On avait mangé comme des Porcs. Un bon Macdo bien gras. Les fast food et la mal bouffe, s’en était presque devenu un rituel pour nous. C’était d’ailleurs assez drôle de constater que chacun avait sa façon de le consommer. Axel, lui, dézinguait son Big Mac tranche par tranche. D’abord le pain, puis la couche de légumes, puis le steak, puis le pain… et ainsi de suite. Jusqu’au deuxième Big Mac. J’ai jamais compris où était le plaisir à manger un hamburger comme ça. Peut-être que pour lui, plus c’était long, plus c’était bon. Yann, lui, il incorporait ses frites au sandwich. Entre le steak et le pain. On ne peut pas faire plus fast. Repas express engloutie en 3 énormes bouchées. Y’a pas à dire, bien qu’ils soient jumeaux, et quasiment totalement identique physiquement, ces deux-là étaient très différents dans leurs comportements. Y’a toujours un jumeau qu’à le dessus sur l’autre. Un leader. Pour eux, c’était Yann. Axel avait un côté plus introverti. C’est surement pour ça que c’était lui mon meilleur ami. Je n’ai jamais été trop fan des mecs qui se la jouent dominant et grande gueule. Encore moins de ceux qui se la racontent. Ce n’était pas le cas de Yann, mais bon. Je me sentais plus à l’aise avec Axel. Bref. Moi, que ce soit Macdo, Burger King ou Kebab, l’ordre reste toujours le même : D’abord les frites (tant qu’elles sont chaudes et avant qu’elles ne ramollissent) puis, le sandwich. Jérém, mon frère lui, c’était l’inverse. Après un Macdo, en général, on se grillait un pétard avec mon frangin. « Le digespliff » qu’on appelait ça. Mais les jumeaux ne fumaient pas. Du coup, nous non plus. On voulait rester en phase. Préserver l’osmose du groupe, sans le diviser. Puis en général, pour le genre de missions qu’on se donnait (on appelait nos virées, les missions…) valait mieux rester pleinement lucide. Les jumeaux, c’était deux Golgoth. Bien massif, peu sculpté, mais vraiment baraqués. Yann, un poil plus qu’Axel. Moi et mon frère on avait une allure athlétique, loin d’être frêle, mais loin de paraitre aussi monstrueux. Quoique pour seulement 15 ans, mon frérot était déjà bien grand. Bref, on était quatre jeunes hommes, en parfaite santé et en pleine possession de leurs moyens. Qui plus est, avec le ventre plein. L’heure était venue de se lancer un défi.

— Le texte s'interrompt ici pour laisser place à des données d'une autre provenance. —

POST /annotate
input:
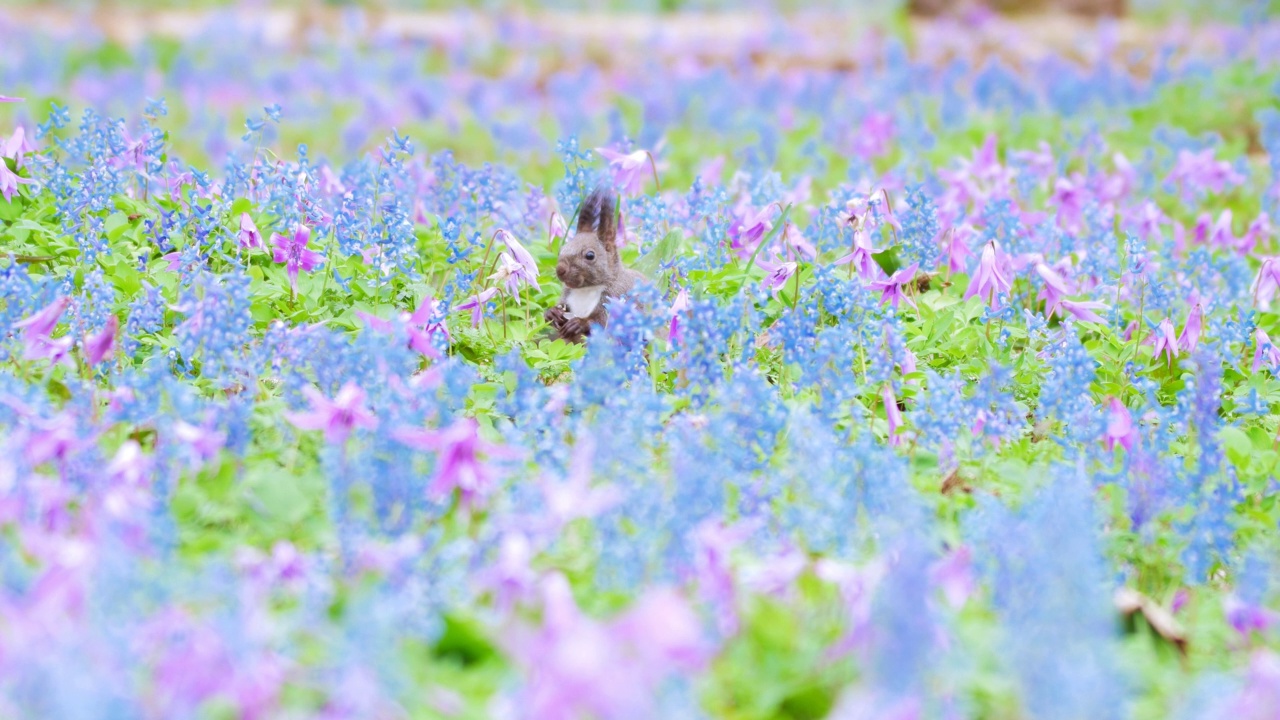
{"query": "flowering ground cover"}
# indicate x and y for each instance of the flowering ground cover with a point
(949, 393)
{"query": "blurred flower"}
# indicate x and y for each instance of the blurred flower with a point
(462, 459)
(629, 169)
(1264, 352)
(988, 282)
(522, 264)
(100, 346)
(892, 414)
(476, 305)
(778, 274)
(293, 253)
(1164, 341)
(248, 235)
(891, 288)
(1083, 310)
(862, 256)
(337, 417)
(1189, 337)
(1120, 428)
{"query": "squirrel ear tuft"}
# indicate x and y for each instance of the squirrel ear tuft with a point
(599, 215)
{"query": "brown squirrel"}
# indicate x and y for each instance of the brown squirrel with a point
(590, 269)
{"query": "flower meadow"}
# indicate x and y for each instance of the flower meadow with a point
(949, 392)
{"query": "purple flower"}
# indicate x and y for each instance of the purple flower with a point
(1267, 282)
(575, 497)
(461, 461)
(100, 346)
(293, 251)
(748, 228)
(42, 323)
(1165, 341)
(1264, 351)
(627, 168)
(511, 579)
(201, 442)
(892, 414)
(1247, 618)
(1055, 288)
(677, 306)
(891, 288)
(1084, 310)
(476, 305)
(521, 264)
(1120, 428)
(9, 181)
(862, 256)
(1198, 172)
(988, 282)
(423, 327)
(778, 274)
(958, 249)
(954, 577)
(36, 332)
(337, 417)
(1258, 231)
(248, 235)
(18, 144)
(1189, 337)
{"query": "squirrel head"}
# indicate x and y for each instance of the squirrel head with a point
(592, 256)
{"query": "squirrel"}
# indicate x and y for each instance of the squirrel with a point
(590, 269)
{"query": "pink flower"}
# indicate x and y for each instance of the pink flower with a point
(778, 274)
(37, 329)
(16, 146)
(1120, 428)
(293, 251)
(1069, 197)
(337, 417)
(525, 268)
(1264, 352)
(1267, 282)
(892, 414)
(629, 168)
(1258, 231)
(954, 577)
(1189, 337)
(874, 136)
(1084, 310)
(9, 182)
(988, 282)
(248, 235)
(1165, 341)
(575, 497)
(749, 228)
(42, 323)
(424, 323)
(99, 347)
(958, 250)
(1055, 288)
(1200, 172)
(891, 288)
(476, 305)
(680, 305)
(461, 461)
(862, 256)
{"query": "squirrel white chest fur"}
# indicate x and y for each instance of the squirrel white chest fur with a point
(583, 300)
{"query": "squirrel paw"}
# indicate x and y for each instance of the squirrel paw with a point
(556, 317)
(575, 329)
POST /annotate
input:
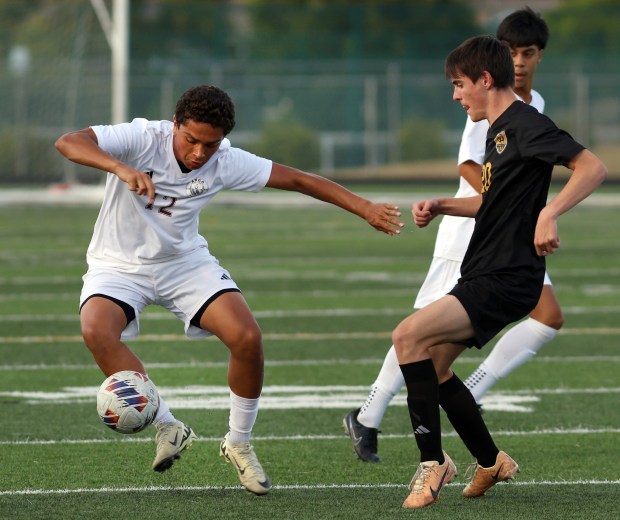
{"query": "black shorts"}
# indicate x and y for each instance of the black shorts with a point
(492, 302)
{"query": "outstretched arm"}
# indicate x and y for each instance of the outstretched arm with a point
(588, 172)
(426, 210)
(82, 147)
(381, 216)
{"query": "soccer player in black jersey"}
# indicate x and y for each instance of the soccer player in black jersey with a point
(503, 269)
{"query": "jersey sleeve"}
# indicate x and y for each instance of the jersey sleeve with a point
(541, 139)
(122, 139)
(244, 171)
(473, 141)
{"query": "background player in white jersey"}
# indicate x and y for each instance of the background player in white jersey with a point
(146, 249)
(503, 269)
(527, 33)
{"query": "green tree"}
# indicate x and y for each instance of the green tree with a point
(348, 29)
(585, 28)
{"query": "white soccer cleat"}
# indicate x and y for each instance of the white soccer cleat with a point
(251, 473)
(172, 439)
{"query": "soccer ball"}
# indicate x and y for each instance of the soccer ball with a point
(127, 401)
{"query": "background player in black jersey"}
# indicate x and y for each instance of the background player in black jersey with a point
(503, 270)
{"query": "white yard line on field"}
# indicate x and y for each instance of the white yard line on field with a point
(281, 438)
(295, 336)
(299, 363)
(283, 487)
(299, 313)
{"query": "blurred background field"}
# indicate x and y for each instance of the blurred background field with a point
(348, 89)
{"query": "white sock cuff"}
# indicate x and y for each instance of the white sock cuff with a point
(544, 331)
(243, 413)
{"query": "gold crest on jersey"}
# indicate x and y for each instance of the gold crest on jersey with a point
(196, 187)
(501, 141)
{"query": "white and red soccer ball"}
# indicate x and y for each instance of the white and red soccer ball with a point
(127, 401)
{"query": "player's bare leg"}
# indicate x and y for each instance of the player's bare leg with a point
(230, 319)
(102, 322)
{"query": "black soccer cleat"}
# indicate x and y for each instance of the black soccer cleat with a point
(364, 439)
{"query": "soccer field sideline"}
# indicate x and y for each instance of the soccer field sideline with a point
(285, 487)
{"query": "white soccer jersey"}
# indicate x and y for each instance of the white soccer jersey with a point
(127, 231)
(454, 232)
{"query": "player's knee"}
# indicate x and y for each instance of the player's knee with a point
(552, 318)
(246, 344)
(97, 339)
(556, 321)
(404, 342)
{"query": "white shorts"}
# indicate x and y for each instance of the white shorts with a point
(181, 285)
(441, 278)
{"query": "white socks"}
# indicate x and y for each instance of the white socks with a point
(242, 417)
(163, 414)
(389, 382)
(518, 345)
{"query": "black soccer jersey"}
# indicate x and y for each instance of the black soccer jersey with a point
(522, 147)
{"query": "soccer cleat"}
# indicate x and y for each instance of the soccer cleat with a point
(251, 473)
(171, 439)
(485, 478)
(364, 439)
(427, 482)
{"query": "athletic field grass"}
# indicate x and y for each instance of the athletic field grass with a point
(327, 290)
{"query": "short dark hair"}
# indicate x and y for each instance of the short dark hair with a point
(206, 104)
(480, 53)
(524, 28)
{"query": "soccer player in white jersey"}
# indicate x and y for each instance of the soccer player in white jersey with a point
(146, 250)
(527, 33)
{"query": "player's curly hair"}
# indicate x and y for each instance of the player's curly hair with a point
(524, 28)
(478, 54)
(206, 104)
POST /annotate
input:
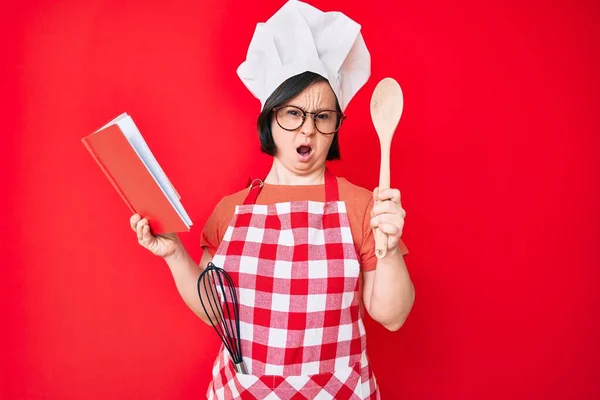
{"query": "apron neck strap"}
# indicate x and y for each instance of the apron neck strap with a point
(331, 189)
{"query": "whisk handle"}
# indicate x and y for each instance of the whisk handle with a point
(240, 368)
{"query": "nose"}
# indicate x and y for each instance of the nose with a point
(308, 127)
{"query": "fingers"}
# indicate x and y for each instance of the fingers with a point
(135, 218)
(387, 194)
(142, 229)
(382, 219)
(386, 207)
(389, 229)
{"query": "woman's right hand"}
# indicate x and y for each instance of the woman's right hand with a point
(163, 245)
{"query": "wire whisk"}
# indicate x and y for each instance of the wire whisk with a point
(223, 310)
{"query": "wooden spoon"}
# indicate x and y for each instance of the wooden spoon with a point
(387, 103)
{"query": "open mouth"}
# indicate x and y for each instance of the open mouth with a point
(304, 151)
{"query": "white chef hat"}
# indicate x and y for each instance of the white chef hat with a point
(300, 38)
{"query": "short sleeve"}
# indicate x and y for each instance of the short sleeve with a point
(367, 257)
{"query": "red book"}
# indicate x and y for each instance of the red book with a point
(126, 160)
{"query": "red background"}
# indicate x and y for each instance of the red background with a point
(497, 157)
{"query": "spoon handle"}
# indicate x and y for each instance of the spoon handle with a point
(384, 183)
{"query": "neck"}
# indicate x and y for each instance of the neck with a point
(280, 175)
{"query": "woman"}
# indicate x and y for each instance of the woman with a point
(300, 247)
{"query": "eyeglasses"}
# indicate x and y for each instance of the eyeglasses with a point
(291, 118)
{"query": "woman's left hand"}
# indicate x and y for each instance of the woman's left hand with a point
(388, 215)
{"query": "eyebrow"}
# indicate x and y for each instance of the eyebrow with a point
(318, 110)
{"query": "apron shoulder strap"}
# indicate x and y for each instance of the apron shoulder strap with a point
(331, 189)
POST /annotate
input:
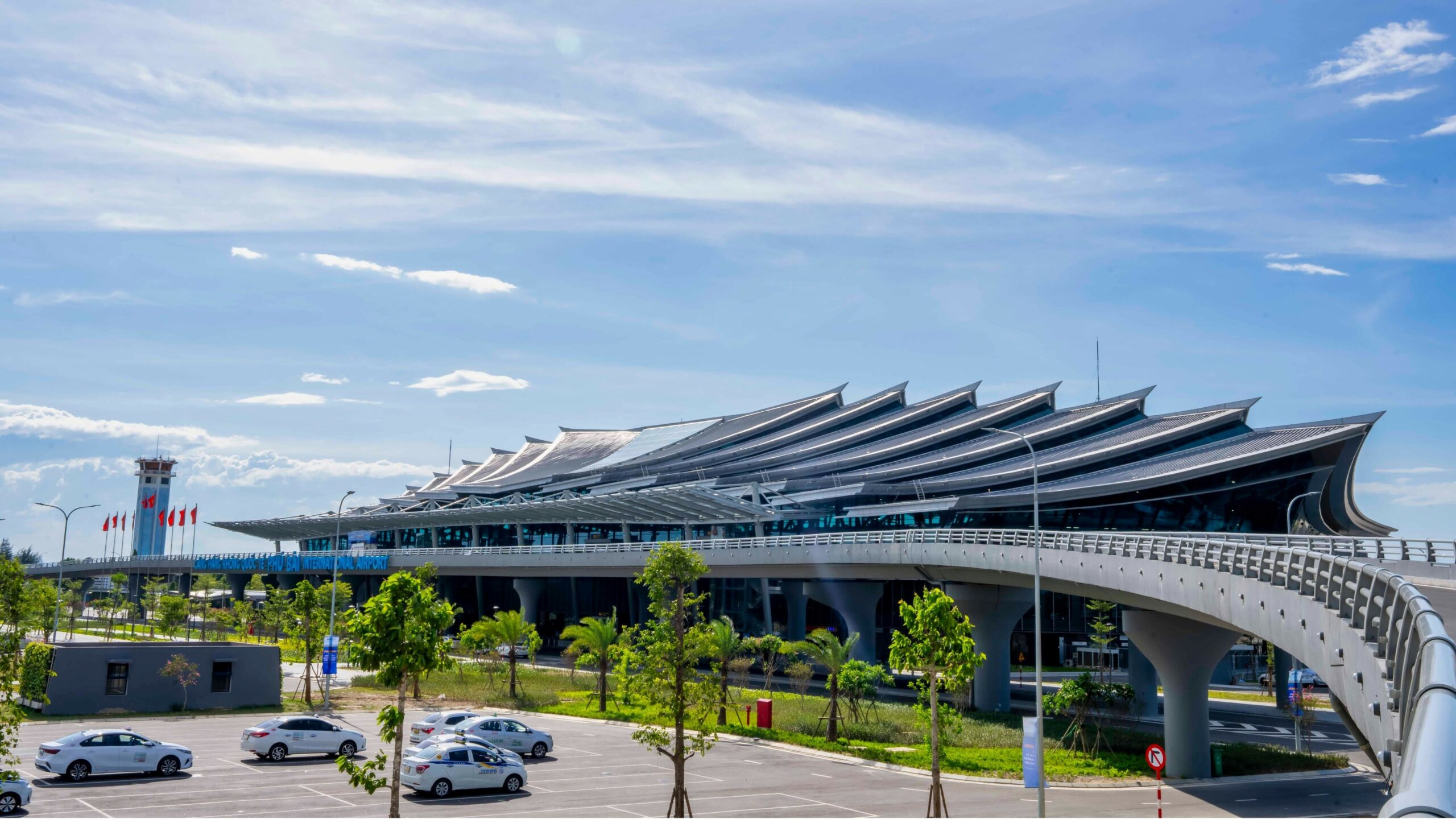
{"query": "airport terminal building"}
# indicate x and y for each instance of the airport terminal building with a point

Ce soir-là, on savait parfaitement ce qu’on allait faire, nous évitant ainsi la fameuse discussion : le débat du programme de la soirée. Ça tournait généralement autour du feu, des pétards, des bombes de peinture ou des œufs. Y’avait aussi les bombes d’acide (acide chloridrique, aluminium, le tout dans une bouteille en plastique, du plus rigide qui soit, puis attendre la réaction chimique jusqu’à ce que la bouteille gonfle et explose extrêmement bruyamment). Disons que ça remplaçait les pétards quand on n’en avait pas. Mais tout ça, pour nous, ce n’était que des outils. Après le choix de notre instrument, venait généralement celui de la cible : Une ex ? Un vieil ennemi ? La société (donc, un mec lambda, qui mangerait notre méfait de plein fouet et de façon totalement fortuite) ? Non. Ce soir, c’était bien différent.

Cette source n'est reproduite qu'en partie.